Arte do dia

Receita para um fim de semana letárgico

Receita para um fim de semana letárgico

Há poesia dos escombros, romances que são mais do que História, imersões online em arte e manifestos por espaços comuns. E febre, claro: de sábado de manhã, tarde ou noite.

Num sábado, mais um, em que transcender fisicamente os muros da nossa terra não é permitido, é especialmente precioso atentar numa banda portuguesa, os Beautify Junkyards, que salta barreiras geográficas a cada canção. O quarto álbum, "Cosmorama", foi editado esta semana, e às influências folk, psicadélicas e pop juntam-se fragrâncias de tropicalismo (que já é, de certa forma, uma soma das influências mencionadas), a que não será alheia a presença da voz da brasileira Nina Miranda em três temas, incluindo o single "Reverie". O vídeo extrai poesia dos escombros:

Sem poesia literal, tão pouco escombros, mas com escrita inigualável, há Eça de Queirós. Os fins de semana letárgicos em curso foram costurados à medida para ler, reler ou rereler "O mistério da estrada de Sintra", "O mandarim", "Os Maias". A transladação de Eça para o Panteão Nacional, aprovada unanimemente no Parlamento, merece uma descrição longa, detalhada ao átomo, fina e enxuta e britânica no humor.

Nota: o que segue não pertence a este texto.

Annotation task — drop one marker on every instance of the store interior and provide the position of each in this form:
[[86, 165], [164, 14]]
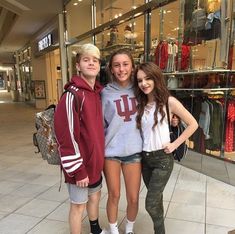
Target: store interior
[[192, 42]]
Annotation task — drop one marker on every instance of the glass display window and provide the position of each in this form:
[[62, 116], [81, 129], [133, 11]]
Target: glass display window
[[107, 10]]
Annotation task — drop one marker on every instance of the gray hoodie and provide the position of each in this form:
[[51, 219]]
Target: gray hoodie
[[122, 138]]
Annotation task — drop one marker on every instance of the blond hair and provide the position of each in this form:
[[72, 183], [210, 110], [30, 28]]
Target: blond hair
[[88, 49]]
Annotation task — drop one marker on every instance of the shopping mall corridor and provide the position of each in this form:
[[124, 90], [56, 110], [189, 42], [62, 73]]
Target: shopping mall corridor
[[30, 201]]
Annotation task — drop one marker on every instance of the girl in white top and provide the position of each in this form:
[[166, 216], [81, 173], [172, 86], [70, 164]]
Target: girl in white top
[[157, 162]]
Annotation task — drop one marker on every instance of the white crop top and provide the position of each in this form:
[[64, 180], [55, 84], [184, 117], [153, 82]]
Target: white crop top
[[154, 139]]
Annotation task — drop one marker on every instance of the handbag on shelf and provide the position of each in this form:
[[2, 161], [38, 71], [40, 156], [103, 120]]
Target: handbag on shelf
[[175, 132]]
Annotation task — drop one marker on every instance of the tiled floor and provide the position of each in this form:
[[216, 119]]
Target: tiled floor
[[30, 202]]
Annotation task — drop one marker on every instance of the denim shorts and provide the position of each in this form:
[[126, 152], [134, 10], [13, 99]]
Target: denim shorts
[[134, 158], [78, 195]]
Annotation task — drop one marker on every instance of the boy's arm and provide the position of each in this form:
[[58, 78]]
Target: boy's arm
[[65, 121]]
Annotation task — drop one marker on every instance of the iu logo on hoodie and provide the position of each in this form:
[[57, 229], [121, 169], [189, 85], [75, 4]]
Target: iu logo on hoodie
[[129, 105]]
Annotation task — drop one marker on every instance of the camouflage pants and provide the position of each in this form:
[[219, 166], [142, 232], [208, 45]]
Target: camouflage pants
[[156, 170]]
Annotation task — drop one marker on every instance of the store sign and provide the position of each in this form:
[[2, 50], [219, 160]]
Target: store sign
[[45, 42]]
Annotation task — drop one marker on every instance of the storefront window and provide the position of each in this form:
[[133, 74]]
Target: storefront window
[[72, 51], [107, 10], [78, 18], [192, 42]]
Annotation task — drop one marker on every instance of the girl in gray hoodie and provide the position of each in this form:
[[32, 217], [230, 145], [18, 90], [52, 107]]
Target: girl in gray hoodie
[[123, 143]]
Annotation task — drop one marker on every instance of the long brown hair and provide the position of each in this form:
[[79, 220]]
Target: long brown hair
[[160, 92]]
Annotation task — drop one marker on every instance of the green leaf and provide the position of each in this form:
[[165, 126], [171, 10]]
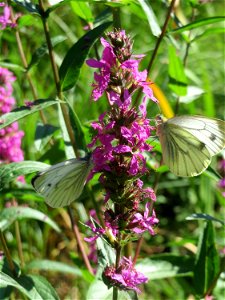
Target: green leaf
[[12, 67], [41, 51], [23, 111], [11, 214], [69, 151], [44, 133], [83, 10], [29, 6], [207, 265], [166, 265], [152, 20], [204, 217], [100, 290], [70, 68], [9, 172], [33, 286], [55, 266], [198, 23], [178, 80], [26, 20], [77, 129], [207, 32]]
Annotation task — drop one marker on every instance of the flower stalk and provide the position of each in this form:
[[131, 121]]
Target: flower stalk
[[119, 142]]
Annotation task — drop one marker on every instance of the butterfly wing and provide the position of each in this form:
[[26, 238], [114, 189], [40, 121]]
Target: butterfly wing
[[189, 142], [63, 183], [209, 131]]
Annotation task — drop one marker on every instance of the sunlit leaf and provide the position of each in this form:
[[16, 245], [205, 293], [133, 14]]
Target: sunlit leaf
[[205, 217], [198, 23], [166, 265], [70, 68], [23, 111], [207, 265], [178, 80], [29, 6], [10, 214], [9, 172]]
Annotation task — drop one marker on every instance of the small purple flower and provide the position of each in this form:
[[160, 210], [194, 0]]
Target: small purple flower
[[125, 277], [10, 136], [142, 223], [5, 18]]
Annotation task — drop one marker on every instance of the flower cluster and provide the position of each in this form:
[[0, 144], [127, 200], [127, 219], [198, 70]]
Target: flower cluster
[[10, 136], [119, 145], [221, 183], [5, 19], [125, 276]]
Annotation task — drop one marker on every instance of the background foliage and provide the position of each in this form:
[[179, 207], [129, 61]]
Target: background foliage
[[185, 258]]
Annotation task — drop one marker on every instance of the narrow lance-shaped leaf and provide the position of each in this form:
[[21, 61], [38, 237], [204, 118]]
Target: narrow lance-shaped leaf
[[9, 172], [70, 68], [199, 23], [29, 6], [77, 129], [11, 214], [33, 286], [41, 51], [207, 263], [178, 80], [23, 111], [152, 20]]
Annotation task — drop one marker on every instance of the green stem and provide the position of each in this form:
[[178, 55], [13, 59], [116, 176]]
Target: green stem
[[25, 64], [157, 44], [7, 254], [185, 58], [79, 241], [116, 18], [57, 79], [68, 125], [118, 255]]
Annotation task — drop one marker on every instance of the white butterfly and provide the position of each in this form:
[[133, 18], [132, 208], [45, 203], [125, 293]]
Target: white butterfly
[[63, 183], [189, 142]]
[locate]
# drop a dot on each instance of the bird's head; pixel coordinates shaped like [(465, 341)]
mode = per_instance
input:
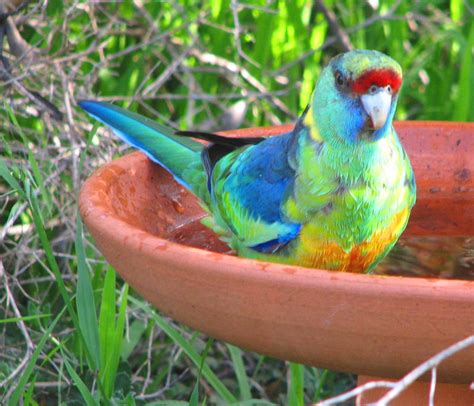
[(356, 96)]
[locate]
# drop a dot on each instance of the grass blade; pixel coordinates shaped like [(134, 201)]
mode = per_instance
[(189, 350), (112, 363), (107, 319), (85, 302), (296, 387), (19, 390), (239, 369), (81, 386)]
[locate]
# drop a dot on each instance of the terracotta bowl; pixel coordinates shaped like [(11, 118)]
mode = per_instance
[(147, 227)]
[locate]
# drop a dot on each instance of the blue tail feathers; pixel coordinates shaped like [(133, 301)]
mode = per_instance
[(158, 142)]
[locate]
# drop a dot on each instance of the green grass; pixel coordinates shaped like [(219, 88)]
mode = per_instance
[(95, 341)]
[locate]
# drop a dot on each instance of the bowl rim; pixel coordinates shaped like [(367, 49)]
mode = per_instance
[(94, 212)]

O Google Arts & Culture é uma ferramenta de imersão que merece um estatuto bem superior ao de subcave esquecida no império da multinacional californiana. Como ponto de partida, pegue-se na lupa para espreitar a todas as portas da Torre de Babel pintada por Pieter Bruegel para os lados de 1568.

Vivemos, como obcecados pela música ou pelo cinema, num excessivo conforto assente no passado? Vivemos. O passado, reembalado por algoritmos, é seguro e barato e priva novas gerações de artistas de atenção e retorno financeiro decentes? Sim. O jornalista britânico Mark Sinker analisa tudo isto num excelente artigo no jornal "The Guardian". Abundam os casulos individuais e faltam habitats culturais comuns a um largo espetro de criadores, argumenta ele. É nessas grandes e democráticas praças que as artes podem entrar em choque, conversar, reagir, rasgar as regras e começar de novo.

Sábado é sábado, com ou sem confinamento. Tem febre, e da febre nasce a dança. Pegue-se no alinhamento preparado pelo produtor americano Channel Tres para a revista "Mixmag", e faça-se o que tem de ser feito.